Solebo, in a statement issued Wednesday, March 29, 2023, noted that he  discovered the toothpaste and other products in the store had no price tags and were all expired as harmful products for human consumption.

The LASCOPA General Manager stated that the dates found on the products indicated that they had expired August 2022, November 2022, and January 2023 respectively

But the Chiffy Supermarket was still selling the expired products to unsuspecting members of the public, he said.

Solebo further noted that in line with the T.H.E.M.E.S development agenda of Governor Babajide Sanwo-Olu of Lagos State, such an act would not be tolerated in the state.

According to him, the matter is already before a court of competent jurisdiction for prosecution.

The General Manager as well restated LASCOPA’s mandate of protecting the interest of consumers against expired, hazardous and substandard products.
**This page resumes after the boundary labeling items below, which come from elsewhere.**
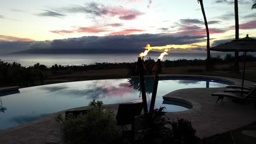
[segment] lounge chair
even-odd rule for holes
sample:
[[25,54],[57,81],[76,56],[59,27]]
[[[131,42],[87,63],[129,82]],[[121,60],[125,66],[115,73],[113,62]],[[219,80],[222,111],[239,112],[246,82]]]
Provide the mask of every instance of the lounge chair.
[[[239,89],[242,89],[242,86],[237,86],[237,85],[229,85],[226,87],[226,88],[239,88]],[[243,87],[243,89],[246,90],[251,90],[252,88],[251,87]]]
[[253,88],[247,94],[229,92],[219,92],[212,94],[212,96],[218,97],[216,103],[218,103],[218,101],[220,99],[223,100],[224,97],[229,97],[236,99],[248,99],[255,101],[256,100],[256,87]]
[[66,111],[65,111],[66,118],[71,116],[77,117],[81,113],[82,115],[87,114],[88,112],[87,110]]
[[[224,92],[229,92],[229,93],[242,93],[242,89],[240,88],[228,88],[226,89],[225,89]],[[249,90],[246,90],[246,89],[243,89],[243,94],[248,94],[251,91]]]
[[134,140],[135,132],[135,117],[141,115],[143,109],[142,103],[121,104],[118,107],[116,119],[117,125],[121,125],[124,130],[125,125],[131,124],[131,130],[123,130],[123,137],[131,137]]

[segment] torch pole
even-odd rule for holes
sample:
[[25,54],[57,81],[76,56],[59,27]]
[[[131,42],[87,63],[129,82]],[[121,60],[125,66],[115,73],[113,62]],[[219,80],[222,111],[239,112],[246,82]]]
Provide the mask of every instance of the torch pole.
[[141,95],[142,98],[142,105],[143,106],[144,113],[148,112],[148,103],[147,102],[147,96],[146,94],[145,80],[144,79],[144,73],[146,69],[145,65],[141,57],[138,57],[137,70],[139,73],[139,86],[141,87]]
[[139,85],[141,86],[144,113],[147,113],[148,104],[147,103],[147,96],[146,94],[145,80],[144,79],[144,74],[142,73],[139,73]]
[[153,112],[154,111],[154,107],[155,107],[155,98],[156,97],[156,92],[158,91],[158,80],[159,76],[158,75],[158,72],[155,75],[155,79],[154,79],[154,87],[153,91],[152,92],[152,97],[151,98],[150,107],[149,108],[149,112]]
[[158,80],[159,79],[159,76],[158,76],[158,71],[159,70],[160,67],[161,67],[161,61],[160,59],[158,59],[158,61],[156,61],[156,63],[152,69],[152,71],[155,71],[156,72],[155,78],[154,79],[154,86],[152,92],[152,96],[151,97],[149,112],[153,112],[154,111],[154,108],[155,107],[155,99],[156,98],[156,92],[158,91]]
Solebo stressed the supermarket would remain shut and placed under surveillance, while samples of the affected products confiscated would be destroyed by the relevant government agency.

The action, he said, became necessary to rid the state of all forms of unscrupulous and unfair trade practices, and to further ensure the safety of consumers from the dangers of expired products which may lead to death without people knowing the cause.

He further stressed that the era of cheating and short-changing consumers in Lagos is over.

Solebo, therefore, urged members of the public to always speak up if they discovered such an act that negates consumers’ safety in the cosmopolitan state.